Asia markets trade up, ASX adds 2% after GDP beat
Kazuhiro Nogi | AFP | Getty Images. Asia markets were higher in morning trade on Wednesday, taking early cues from overnight gains in Europe and U.S. · CNBC

Asian markets rose Wednesday, with China leading advances after a strong finish on Wall Street overnight.

The Japanese benchmark Nikkei 225 (Nihon Kenzai Shinbun: .N225) index closed at a three-week high, up 661.04 points, or 4.11 percent, at 16,746.55. The yen hovered at the 114 handle against the dollar, after falling overnight. The dollar/yen (Exchange:JPY=) pair traded at 114.37 as of 4:37 p.m. HK/SIN time.

Other markets followed, with Australia's S&P/ASX 200 (^AXJO) breaking the 5,000 level, to close up 98.97 points, or 2.01 percent, at 5,021.2, a one-month high. South Korea's Kospi (Korea Stock Exchange: .KS11) gained 30.76 points, or 1.6 percent, to 1,947.42, closing at its highest level since the start of 2016.

Hong Kong's Hang Seng index (Hong Kong Stock Exchange: .HSI) closed up 596.03 points, or 3.07 percent, at 20,003.49 to a seven week high.

Chinese markets also rallied, shrugging off news that ratings agency Moody's changed the country's credit rating outlook to negative from stable. The Shanghai composite (Shanghai Stock Exchange: .SSEC) finished up 115.93 points, or 4.24 percent, at 2,849.10, while the smaller Shenzhen composite (Dow Jones Global Indexes: .DJSZ) added 79.10 points, or 4.7 percent, to 1,760.58.

Major U.S. indexes rose on Tuesday, with the Dow Jones industrial average (Dow Jones Global Indexes: .DJI) up 2.11 percent, S&P 500 (^GSPC) adding 2.39 percent, and the Nasdaq composite (^IXIC) gaining 2.89 percent.
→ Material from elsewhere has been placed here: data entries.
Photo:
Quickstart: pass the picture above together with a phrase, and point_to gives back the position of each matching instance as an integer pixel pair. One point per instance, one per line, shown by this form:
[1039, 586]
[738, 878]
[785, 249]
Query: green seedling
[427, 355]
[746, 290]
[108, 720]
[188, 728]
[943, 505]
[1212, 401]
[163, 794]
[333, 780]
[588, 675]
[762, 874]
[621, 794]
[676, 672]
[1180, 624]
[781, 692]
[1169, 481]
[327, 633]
Many analysts agreed that the better-than-expected data from the U.S. overnight reduced some of the concerns, for now, over a sharp slowdown in U.S. growth.

The People's Bank of China (PBOC) set Wednesday's yuan mid-point rate at 6.5490 compared to Tuesday's fix at 6.5385. It was the lowest fix since Feb. 2. The dollar/yuan (Exchange:CNY=) was flat at 6.5505 in the afternoon.

Singapore's DBS Bank said in a morning note that in contrast to January, March has started on a friendly note.

"Most markets - equities, bond yields, oil and commodities - have been recovering after stabilizing around mid-Feb, but are still well below the levels of the first Fed hike on 16 Dec," DBS said in the note.

Angus Nicholson, a market analyst at IG, wrote in his morning note the risk-on rally seen overnight in U.S. and Europe was mostly underpinned by the recent stability in oil prices above the $30 level over the past two weeks.

Oil prices were lower late afternoon during Asian hours, with U.S. crude futures down 1.51 percent at $33.88 a barrel, after gaining 2 percent in overnight trade . Global benchmark Brent was down 0.52 percent at $36.62 as of 4:40 p.m. HK/SIN, after settling up 0.6 percent during U.S. hours.